Véronique VINCENT est morte le 5 octobre 2020 à l’âge de 68 ans seulement, des suites d’un cancer. Parisienne de naissance, elle avait émigré en Belgique, où elle était devenue dans les années 1980 une personnalité marquante de la scène musicale marginale, au point d’avoir avoir été la première chanteuse « belge » à avoir fait la « une » du magazine britannique New Musical Express (NME), en tant que chanteuse et parolière de deux groupes phares, le multifacette Aksak Maboul (qui a exploré les miniatures minimalistes avant de ferrailler avec la scène du Rock In Opposition européen) et The Honeymoon Killers (Les Tueurs de la lune de miel), qu’elle a intégré en 1980.
Menés par le chanteur et guitariste Yvon Vromman, les Tueurs… étaient à l’origine un groupe punk iconoclaste, irrévérencieux, drôle et bien allumé (écoutez Special Manubre, sorti en 1977), avant qu’ils n’opèrent avec leur second album (paru sous leur patronyme anglais The Honeymoon Killers) un virage plus pop, mais sans rien perdre de leur sens de la dérision dadaïste. Leur reprise « respec-tueuse » d’une chanson de Charles Trenet, Route Nationale 7, a connu un certain succès en single. Dans cet album, le groupe fusionne avec les deux fondateurs du groupe Aksak Maboul, Marc Hollander et Vincent Kenis, et Véronique VINCENT, fraîchement débarquée, s’y distingue sur quelques chansons en imprimant sa marque vocale, tantôt ondoyante (Décollage), tantôt affolée dans Laisse tomber les filles, de Serge Gainsbourg. Sur cette reprise, on peut l’entendre chanter tellement vite qu’elle se perd dans les paroles, et elle pousse un éclat de rire spontané avant de poursuivre son texte. La prise a été gardée telle quelle pour le disque.
Le groupe se dissout finalement en 1985, non sans avoir commencé à travailler sur un nouvel album. Il a fallu attendre 2014 pour voir enfin apparaître les enregistrements prévus pour ce mythique troisième album des « Killers », lequel est cette fois crédité à Aksak Maboul, qui se reforme autour de Marc Hollander et Véronique Vincent, avec des membres des Honeymoon Killers, et les participations de Blaine L. Reininger (Tuxedomooon), Michel Berckmans (Univers Zéro, Von Zamla), Catherine Jauniaux, etc. Malicieusement baptisé Ex-Futur Album (lire notre chronique), il contient des chansons enregistrées entre 1981 et 1983, avec quelques « overdubs » de 2014. L’album se distingue des précédents d’Aksak Maboul par une orientation avant-pop assumée, conduite par la voix aérienne et faussement détachée de Véronique VINCENT, son style chanté-parlé et ses textes ludiques, surréalistes, faussement naïfs, exprimant des émotions plus viscérales qu’il n’y paraît.
L’accueil critique et public de cet Ex-Futur Album est tellement positif qu’Aksak Maboul reprend bien vite la route de la scène, avec le concours de deux membres du groupe Amatorski et Faustine Hollander, qui n’étaient même pas nés à l’époque où ont été écrites ces chansons. Dans la foulée sort un disque de reprises (16 Visions of Ex-Futur, crédité à Véronique Vincent & Aksak Maboul) avec la participation d’artistes de la nouvelle scène électro-pop française (Flavien Berger, Aquaserge, Laetitia Sadier, Forever Pavot, Marc Collin) et quelques autres (Burnt Friedman, Lena Willikens, Hello Skinny).
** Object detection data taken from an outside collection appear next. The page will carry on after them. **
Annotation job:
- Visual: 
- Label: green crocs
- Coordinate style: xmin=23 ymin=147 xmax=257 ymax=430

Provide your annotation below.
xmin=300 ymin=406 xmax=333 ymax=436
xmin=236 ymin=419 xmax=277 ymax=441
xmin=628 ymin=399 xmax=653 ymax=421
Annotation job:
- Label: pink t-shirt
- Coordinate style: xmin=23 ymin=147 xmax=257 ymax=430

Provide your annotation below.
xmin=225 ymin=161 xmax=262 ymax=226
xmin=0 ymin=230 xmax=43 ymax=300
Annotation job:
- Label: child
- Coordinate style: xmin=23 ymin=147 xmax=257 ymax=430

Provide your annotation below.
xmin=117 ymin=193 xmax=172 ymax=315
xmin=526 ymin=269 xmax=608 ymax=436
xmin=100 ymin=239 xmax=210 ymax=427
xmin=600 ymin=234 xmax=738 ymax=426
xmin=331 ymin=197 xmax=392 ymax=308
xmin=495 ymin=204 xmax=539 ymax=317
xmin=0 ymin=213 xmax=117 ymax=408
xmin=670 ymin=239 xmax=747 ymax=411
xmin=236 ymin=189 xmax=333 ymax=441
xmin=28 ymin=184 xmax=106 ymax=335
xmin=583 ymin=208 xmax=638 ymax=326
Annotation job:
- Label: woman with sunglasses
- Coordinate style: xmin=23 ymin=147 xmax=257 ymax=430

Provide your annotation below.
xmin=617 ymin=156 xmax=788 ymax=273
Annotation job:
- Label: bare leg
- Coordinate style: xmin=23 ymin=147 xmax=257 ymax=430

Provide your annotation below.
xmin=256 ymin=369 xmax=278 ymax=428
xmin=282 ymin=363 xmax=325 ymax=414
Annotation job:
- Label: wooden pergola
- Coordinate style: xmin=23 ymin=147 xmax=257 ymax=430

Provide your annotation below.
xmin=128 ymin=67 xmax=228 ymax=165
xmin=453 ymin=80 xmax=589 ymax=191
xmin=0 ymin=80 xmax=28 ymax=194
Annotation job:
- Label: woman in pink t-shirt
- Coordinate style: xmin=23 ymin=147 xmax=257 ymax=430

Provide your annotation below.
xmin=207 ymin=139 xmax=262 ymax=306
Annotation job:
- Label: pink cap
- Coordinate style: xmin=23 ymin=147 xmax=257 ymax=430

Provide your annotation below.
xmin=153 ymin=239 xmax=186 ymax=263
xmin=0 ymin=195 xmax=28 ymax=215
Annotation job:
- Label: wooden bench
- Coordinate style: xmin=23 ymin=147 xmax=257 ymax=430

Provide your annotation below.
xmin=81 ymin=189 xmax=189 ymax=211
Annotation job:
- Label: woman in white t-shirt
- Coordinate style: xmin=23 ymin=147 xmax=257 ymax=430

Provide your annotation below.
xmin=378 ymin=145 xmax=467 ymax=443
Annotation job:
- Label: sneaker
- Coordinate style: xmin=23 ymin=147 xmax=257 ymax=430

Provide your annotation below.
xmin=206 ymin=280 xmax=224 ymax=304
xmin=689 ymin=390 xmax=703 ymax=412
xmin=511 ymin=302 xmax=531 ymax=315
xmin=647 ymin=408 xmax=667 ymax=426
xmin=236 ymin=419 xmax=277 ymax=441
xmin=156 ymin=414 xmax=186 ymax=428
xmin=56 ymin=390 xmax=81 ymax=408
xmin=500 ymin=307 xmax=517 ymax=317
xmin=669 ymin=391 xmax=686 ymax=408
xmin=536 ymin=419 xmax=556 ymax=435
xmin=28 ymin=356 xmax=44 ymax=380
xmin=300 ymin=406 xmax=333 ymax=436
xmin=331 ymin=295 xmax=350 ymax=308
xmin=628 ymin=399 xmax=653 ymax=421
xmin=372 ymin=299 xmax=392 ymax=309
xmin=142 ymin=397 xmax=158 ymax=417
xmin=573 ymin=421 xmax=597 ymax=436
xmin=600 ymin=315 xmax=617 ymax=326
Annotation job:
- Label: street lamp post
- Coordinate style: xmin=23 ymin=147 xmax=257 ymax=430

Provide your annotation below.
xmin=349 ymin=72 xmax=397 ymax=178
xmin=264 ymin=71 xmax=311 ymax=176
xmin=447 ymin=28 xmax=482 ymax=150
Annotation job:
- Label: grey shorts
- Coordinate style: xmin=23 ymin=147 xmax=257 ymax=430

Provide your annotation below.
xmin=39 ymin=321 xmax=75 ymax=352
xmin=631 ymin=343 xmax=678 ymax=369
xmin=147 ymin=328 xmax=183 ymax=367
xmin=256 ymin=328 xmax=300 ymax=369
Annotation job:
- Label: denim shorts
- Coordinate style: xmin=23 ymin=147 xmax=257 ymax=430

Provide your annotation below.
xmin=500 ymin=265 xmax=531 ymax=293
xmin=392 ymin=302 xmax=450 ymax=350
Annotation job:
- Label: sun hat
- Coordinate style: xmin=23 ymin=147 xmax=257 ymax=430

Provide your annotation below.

La verve littéraire et vocale de Véronique VINCENT s’est ensuite déployée sur deux autres albums d’Aksak Maboul, le double Figures (2020), qui a bénéficié du concours de nombreux invités, et Une histoire de VV, présenté comme un « songspiel » de dimension théâtrale.
Véronique VINCENT était également plasticienne et passionnée par les arts visuels. Du reste, c’est elle qui a réalisé le dessin de la pochette de Figures et, lors des concerts d’Aksak Maboul relatifs à cet album, en plus de chanter, elle peignait en direct sur scène, et ses peintures étaient projetées sur écran.
D’après Marc Hollander, son compagnon à la scène, en studio comme à la ville et qui a annoncé sa disparition sur les réseaux sociaux, Véronique VINCENT, malgré sa maladie, continuait ces derniers temps « à faire ce qui lui tenait à cœur: finir des textes de chansons et enregistrer des voix pour un prochain disque, dessiner et peindre ».
Artiste pluridisciplinaire, Véronique VINCENT laisse une œuvre singulière, dont la légèreté et l’ingénuité se doublaient d’une pincée de cynisme et de poésie excentrique.
R.I.P. l’artiste. Nous adressons nos condoléances à tous ses proches.